Clinical outcomes of the “resect and discard” strategy using magnifying narrow-band imaging for small (< 10 mm) colorectal polyps

Shigetsugu Tsuji
Department of Gastroenterology, Ishikawa Prefectural Central Hospital, Kanazawa, Japan
,
Yasuhito Takeda
Department of Gastroenterology, Ishikawa Prefectural Central Hospital, Kanazawa, Japan
,
Kunihiro Tsuji
Department of Gastroenterology, Ishikawa Prefectural Central Hospital, Kanazawa, Japan
,
Naohiro Yoshida
Department of Gastroenterology, Ishikawa Prefectural Central Hospital, Kanazawa, Japan
,
Kenichi Takemura
Department of Gastroenterology, Ishikawa Prefectural Central Hospital, Kanazawa, Japan
,
Shinya Yamada
Department of Gastroenterology, Ishikawa Prefectural Central Hospital, Kanazawa, Japan
,
Hisashi Doyama
Department of Gastroenterology, Ishikawa Prefectural Central Hospital, Kanazawa, Japan
› Author Affiliations
Further Information

Publication History

submitted 01 March 2018

accepted after revision: 30 May 2018

Publication Date:
21 November 2018 (online)

  

Abstract

Background and study aim The “resect and discard” strategy is a new paradigm for the management of small colorectal polyps that reduces the cost and effort related to pathological diagnosis after polypectomy. This retrospective study aimed to clarify the clinical outcome of the “resect and discard” strategy for small colorectal polyps.

Patients and methods The clinical records were reviewed from 501 consecutive patients who underwent the “resect and discard” strategy for colorectal polyps smaller than 10 mm at our hospital between January 2008 and December 2010. All colorectal lesions were evaluated onsite under magnifying narrow-band imaging after careful conventional white-light imaging. In cases of low grade adenoma predicted with high confidence, colonoscopists selected the “resect and discard” option without formal histopathology. The mid-term outcomes were evaluated to validate the curability of the “resect and discard” strategy.

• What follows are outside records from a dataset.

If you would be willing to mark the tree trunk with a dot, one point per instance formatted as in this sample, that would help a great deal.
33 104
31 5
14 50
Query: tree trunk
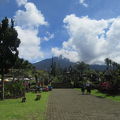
2 80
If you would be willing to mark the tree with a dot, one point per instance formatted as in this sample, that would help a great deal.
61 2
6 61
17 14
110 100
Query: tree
9 43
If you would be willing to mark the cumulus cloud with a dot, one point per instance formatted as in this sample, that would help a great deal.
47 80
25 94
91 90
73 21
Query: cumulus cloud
28 22
90 40
48 36
83 3
21 2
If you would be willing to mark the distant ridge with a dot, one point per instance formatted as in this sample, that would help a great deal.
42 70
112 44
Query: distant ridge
46 64
62 63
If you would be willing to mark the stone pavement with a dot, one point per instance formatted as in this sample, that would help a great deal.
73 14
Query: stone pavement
69 104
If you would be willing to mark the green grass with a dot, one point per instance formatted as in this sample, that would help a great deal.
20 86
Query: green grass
103 95
13 109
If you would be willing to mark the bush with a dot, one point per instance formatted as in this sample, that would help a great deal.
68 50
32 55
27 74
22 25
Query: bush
14 89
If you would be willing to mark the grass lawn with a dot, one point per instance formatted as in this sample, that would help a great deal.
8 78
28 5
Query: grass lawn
99 94
13 109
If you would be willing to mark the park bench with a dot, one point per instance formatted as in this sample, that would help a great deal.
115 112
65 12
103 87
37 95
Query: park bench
23 99
38 96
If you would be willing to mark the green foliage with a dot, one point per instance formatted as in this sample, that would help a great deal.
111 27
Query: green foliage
104 95
8 45
14 89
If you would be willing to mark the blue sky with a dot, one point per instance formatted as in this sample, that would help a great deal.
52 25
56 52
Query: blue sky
54 35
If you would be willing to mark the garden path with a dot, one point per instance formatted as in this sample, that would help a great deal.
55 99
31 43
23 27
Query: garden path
69 104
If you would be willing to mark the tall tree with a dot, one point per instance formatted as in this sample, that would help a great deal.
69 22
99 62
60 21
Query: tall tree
9 43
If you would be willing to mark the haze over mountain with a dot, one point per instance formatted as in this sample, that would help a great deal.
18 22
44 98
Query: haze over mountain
62 63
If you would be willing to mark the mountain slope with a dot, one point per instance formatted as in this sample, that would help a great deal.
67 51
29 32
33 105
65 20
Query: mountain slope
46 64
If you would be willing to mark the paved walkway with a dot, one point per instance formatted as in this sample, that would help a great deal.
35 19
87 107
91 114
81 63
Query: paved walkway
69 104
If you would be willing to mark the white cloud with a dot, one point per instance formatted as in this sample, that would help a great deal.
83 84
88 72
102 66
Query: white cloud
91 40
83 3
29 47
31 17
21 2
48 36
28 22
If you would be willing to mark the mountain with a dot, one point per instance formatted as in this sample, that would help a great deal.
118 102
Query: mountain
46 64
62 63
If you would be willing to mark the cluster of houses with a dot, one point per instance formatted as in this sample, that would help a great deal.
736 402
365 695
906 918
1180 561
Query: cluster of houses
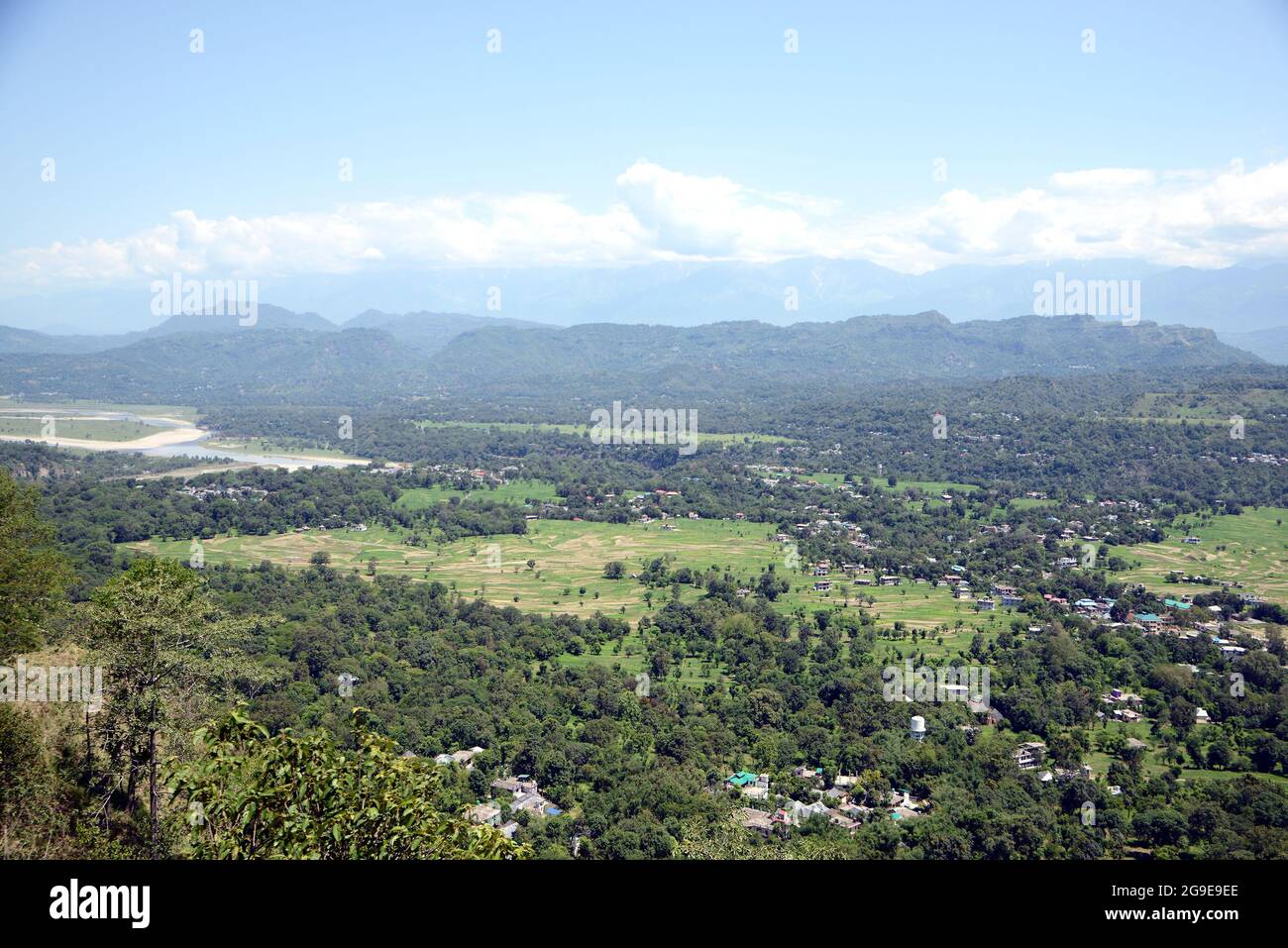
835 804
218 491
524 797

Results The present study included 501 consecutive patients with 816 lesions. The mid-term outcomes were examined for 476 (95 %) patients who received follow-up for at least 1 year after undergoing the “resect and discard” strategy. The median observation period was 83 months (range 12 – 117 months). No patient died from colorectal cancer related to the procedure, resulting in a disease-specific survival rate of 100 %. There were no local and/or distant recurrences detected during follow-up.

Conclusions The “resect and discard” strategy for small colorectal polyps under strict preoperative diagnosis achieves excellent mid-term outcome.